As you can see its very long and leaves lots of room for error. 

After programming U and F moves only I've realized that it doesn't work either. After doing some random U and Fs the cube ends up having multiple yellow stickers on one piece.  

Any advice would be nice (hey that rhymed)


----------



## Johannes91 (Jul 13, 2009)

Should the "colors[10]" on the second line be "colors[9]"? Anyway, yes, coding like that isn't good. Never repeate yourself, use loops and functions.


----------



## qqwref (Jul 14, 2009)

dbax0999 said:


> Alright. Do you have any advice for a faster way to handle the turns. I've decided to do a simulator and currently my method for turning the cube is to manually move the stickers in the arrays in small 4-cycles. This is getting very tedious. Here's an excerpt from the code:
> 
> As you can see its very long and leaves lots of room for error.

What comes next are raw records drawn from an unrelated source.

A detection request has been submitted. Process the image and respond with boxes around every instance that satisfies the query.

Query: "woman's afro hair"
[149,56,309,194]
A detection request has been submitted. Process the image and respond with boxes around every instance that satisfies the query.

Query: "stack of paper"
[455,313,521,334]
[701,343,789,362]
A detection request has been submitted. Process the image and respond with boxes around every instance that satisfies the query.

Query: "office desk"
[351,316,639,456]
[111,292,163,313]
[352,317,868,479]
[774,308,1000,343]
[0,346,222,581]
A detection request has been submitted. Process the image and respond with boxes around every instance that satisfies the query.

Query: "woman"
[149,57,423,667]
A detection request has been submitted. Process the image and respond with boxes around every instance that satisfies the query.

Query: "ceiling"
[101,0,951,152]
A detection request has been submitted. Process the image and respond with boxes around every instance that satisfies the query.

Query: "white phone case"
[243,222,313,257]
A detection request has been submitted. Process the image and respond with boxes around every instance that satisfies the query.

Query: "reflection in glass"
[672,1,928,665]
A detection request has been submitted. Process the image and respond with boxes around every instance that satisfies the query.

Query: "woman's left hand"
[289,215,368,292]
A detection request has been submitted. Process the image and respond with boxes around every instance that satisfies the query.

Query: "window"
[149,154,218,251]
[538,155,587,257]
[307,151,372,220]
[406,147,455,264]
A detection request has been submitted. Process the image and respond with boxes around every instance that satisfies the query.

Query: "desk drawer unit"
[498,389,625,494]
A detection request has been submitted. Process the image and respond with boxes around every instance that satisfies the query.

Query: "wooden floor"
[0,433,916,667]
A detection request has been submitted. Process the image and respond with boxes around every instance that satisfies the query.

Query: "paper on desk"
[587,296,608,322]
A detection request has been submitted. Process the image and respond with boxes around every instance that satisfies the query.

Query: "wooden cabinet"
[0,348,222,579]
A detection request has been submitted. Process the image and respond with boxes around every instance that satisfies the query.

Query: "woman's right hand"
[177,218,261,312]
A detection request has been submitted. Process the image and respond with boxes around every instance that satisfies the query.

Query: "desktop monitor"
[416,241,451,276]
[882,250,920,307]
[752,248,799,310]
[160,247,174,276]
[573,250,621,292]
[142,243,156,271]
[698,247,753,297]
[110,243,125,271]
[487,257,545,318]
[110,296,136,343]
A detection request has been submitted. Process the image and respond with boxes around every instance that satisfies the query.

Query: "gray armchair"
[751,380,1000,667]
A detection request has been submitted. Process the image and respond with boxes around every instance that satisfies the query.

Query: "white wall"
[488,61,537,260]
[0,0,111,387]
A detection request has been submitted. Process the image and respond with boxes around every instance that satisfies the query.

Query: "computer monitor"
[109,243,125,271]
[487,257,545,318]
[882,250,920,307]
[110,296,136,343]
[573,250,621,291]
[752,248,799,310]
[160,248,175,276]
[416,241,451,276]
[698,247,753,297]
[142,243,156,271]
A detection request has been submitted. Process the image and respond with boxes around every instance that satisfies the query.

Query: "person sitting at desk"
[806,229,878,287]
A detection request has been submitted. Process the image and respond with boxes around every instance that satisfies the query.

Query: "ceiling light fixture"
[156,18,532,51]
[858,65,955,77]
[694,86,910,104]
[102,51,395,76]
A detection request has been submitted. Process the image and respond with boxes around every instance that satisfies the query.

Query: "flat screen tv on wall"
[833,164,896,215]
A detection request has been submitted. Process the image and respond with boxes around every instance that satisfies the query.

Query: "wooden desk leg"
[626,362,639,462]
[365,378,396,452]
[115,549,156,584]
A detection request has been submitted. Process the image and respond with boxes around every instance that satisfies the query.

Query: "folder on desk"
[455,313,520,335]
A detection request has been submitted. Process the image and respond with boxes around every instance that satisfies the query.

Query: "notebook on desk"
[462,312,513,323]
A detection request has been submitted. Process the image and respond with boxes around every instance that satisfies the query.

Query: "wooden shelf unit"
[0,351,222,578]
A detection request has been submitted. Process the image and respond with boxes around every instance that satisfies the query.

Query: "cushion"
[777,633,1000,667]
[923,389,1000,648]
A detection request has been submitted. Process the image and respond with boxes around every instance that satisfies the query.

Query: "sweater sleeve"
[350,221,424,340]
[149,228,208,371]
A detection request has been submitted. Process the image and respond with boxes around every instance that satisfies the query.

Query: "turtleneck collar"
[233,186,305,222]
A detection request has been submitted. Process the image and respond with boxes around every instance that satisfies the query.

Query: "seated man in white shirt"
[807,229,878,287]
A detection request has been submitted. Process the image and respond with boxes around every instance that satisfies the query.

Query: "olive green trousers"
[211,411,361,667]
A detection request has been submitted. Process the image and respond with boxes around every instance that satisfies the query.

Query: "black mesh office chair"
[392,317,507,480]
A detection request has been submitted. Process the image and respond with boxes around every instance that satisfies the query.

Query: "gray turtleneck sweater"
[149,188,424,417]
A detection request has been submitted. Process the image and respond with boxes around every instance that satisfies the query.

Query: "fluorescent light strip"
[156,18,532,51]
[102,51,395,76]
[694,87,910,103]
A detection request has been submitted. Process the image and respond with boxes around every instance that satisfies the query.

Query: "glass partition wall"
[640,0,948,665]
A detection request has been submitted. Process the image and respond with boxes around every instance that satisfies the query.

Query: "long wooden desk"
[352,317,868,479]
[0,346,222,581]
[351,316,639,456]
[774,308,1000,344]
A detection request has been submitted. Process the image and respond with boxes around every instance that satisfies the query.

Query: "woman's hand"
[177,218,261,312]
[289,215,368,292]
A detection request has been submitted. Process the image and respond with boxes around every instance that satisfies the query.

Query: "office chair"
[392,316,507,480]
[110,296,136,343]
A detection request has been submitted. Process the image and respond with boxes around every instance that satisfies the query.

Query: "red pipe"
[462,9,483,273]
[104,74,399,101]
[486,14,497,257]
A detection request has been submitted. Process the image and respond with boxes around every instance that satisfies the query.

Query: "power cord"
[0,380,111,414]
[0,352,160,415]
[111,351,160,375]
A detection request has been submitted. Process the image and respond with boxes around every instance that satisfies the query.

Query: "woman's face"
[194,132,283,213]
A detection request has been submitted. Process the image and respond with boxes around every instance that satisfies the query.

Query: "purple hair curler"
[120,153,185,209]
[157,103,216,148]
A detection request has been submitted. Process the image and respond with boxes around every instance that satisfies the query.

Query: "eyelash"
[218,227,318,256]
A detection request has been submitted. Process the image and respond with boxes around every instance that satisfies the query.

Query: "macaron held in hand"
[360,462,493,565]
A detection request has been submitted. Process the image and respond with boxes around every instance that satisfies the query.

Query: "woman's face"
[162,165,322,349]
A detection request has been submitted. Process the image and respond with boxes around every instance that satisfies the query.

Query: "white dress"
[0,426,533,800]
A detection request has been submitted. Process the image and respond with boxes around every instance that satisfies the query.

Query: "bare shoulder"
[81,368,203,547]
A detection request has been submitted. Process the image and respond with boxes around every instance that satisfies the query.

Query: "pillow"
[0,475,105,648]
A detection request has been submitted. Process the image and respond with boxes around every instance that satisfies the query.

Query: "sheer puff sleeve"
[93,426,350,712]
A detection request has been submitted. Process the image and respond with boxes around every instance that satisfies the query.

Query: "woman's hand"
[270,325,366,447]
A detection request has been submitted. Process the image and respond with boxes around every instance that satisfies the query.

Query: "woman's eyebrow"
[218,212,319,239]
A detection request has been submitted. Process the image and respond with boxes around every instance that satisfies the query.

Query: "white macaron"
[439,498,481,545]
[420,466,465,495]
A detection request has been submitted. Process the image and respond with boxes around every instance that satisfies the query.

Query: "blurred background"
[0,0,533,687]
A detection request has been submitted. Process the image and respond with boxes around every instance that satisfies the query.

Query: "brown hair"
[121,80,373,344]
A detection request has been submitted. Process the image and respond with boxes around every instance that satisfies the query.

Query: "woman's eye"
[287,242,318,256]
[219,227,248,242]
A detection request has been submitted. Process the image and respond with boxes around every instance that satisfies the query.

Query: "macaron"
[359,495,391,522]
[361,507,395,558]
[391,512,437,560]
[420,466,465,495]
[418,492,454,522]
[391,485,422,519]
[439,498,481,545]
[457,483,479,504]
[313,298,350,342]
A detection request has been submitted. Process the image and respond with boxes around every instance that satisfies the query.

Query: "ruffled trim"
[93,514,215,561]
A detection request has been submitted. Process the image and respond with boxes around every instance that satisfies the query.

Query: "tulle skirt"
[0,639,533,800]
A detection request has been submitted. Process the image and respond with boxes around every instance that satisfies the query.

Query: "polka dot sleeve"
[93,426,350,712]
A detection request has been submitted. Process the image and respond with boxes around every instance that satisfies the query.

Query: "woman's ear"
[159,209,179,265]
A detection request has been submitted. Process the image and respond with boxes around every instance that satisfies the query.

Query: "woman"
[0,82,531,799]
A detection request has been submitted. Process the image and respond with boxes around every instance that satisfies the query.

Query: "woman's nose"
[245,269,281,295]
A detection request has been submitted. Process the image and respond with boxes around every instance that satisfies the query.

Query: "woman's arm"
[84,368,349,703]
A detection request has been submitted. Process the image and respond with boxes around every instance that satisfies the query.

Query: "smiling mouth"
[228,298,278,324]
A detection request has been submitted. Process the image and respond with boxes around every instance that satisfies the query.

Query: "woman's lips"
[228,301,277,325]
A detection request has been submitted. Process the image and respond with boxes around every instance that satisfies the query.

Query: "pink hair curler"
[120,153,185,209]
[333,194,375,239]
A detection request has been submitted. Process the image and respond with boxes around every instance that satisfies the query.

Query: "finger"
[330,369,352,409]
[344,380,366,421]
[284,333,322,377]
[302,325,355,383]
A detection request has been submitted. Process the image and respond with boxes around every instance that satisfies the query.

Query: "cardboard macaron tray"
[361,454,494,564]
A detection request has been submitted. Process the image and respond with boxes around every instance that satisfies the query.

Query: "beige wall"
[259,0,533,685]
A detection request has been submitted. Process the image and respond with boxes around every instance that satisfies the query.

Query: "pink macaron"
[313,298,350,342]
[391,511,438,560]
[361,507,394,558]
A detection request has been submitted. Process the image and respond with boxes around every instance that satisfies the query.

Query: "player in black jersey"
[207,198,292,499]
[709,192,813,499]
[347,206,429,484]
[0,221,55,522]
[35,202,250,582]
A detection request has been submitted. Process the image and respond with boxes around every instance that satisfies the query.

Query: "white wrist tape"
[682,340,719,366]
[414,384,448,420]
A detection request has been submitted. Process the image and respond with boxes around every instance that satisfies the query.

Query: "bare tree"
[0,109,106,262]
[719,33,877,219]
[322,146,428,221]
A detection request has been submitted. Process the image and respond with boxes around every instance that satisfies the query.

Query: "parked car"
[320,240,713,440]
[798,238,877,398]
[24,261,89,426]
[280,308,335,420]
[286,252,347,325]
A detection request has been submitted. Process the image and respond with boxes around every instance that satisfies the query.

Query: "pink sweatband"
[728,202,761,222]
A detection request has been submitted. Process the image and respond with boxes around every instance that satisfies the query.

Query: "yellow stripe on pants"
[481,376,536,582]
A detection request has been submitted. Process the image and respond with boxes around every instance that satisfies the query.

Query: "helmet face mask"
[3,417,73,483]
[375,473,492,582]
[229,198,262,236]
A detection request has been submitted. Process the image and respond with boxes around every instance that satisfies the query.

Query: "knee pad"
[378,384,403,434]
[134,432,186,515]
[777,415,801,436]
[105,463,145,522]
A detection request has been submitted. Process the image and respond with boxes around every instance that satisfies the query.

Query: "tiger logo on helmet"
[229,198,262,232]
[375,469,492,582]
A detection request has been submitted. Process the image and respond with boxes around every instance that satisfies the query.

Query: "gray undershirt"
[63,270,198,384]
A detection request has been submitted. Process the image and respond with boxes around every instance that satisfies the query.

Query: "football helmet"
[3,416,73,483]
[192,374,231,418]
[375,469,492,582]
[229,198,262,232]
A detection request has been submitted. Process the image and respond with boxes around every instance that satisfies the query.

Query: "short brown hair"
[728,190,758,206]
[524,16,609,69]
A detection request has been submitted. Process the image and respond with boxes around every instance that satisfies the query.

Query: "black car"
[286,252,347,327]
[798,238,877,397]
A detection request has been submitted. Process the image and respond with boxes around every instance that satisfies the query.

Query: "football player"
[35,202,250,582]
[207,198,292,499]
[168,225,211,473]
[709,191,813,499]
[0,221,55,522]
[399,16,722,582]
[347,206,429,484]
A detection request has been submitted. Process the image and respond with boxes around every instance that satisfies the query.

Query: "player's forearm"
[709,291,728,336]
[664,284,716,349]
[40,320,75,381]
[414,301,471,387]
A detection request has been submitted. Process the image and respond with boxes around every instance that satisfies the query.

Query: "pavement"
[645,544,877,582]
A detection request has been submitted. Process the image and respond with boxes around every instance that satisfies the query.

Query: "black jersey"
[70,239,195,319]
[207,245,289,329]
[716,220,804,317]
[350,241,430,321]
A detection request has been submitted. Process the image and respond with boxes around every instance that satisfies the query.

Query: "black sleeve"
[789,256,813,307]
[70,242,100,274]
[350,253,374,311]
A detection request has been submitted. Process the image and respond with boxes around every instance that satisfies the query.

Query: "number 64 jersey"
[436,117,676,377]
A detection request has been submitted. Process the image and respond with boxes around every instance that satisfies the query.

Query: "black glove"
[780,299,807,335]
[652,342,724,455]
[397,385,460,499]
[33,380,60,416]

1) Don't use a one-dimensional array... as I said, it's far easier for you if you define six 3x3 arrays for the stickers, rather than one array of size 54. That way - and this works for any size cube - you can do the 4-cycles in two for loops: use one to rotate the stickers on a face (if necessary) and another to rotate the stickers on a slice. So on a U turn the first loop would handle two 4-cycles and the second loop would handle three. (For an M slice or any inner-layer turn on a larger cube, you only need to use the slice one, so it's good to separate the two functions.)
2) Make a function to do a 4-cycle - that is, you should have a function that you can pass four array locations to, and it will cycle them. It saves a lot of time over coding each 4-cycle by hand.


----------



## jms_gears1 (Jul 14, 2009)

i found it easy to draw a 3D cube on a paper then supply them with x and y coords (i did a 2D drawing instead of the 3D cube) in a 2D array.

so i drew a 2D cube then assigned coords to them then drew a 3D cube and coppied them down then wrote out what piece moved to where then used that in programming. 

i hope that wasnt to vague... but thats what i did and it worked
i also used c# its an easy language with lots of support and if you get xna game studio for it you can create really good 3D Games and appps etc.


----------



## StachuK1992 (Jul 14, 2009)

If I were you, I'd have it so you have an 'edge' class, and a 'corner' class, and create a fictional "core" that these classes revolve around, but then again, I'm not sure how this would work out. :/


----------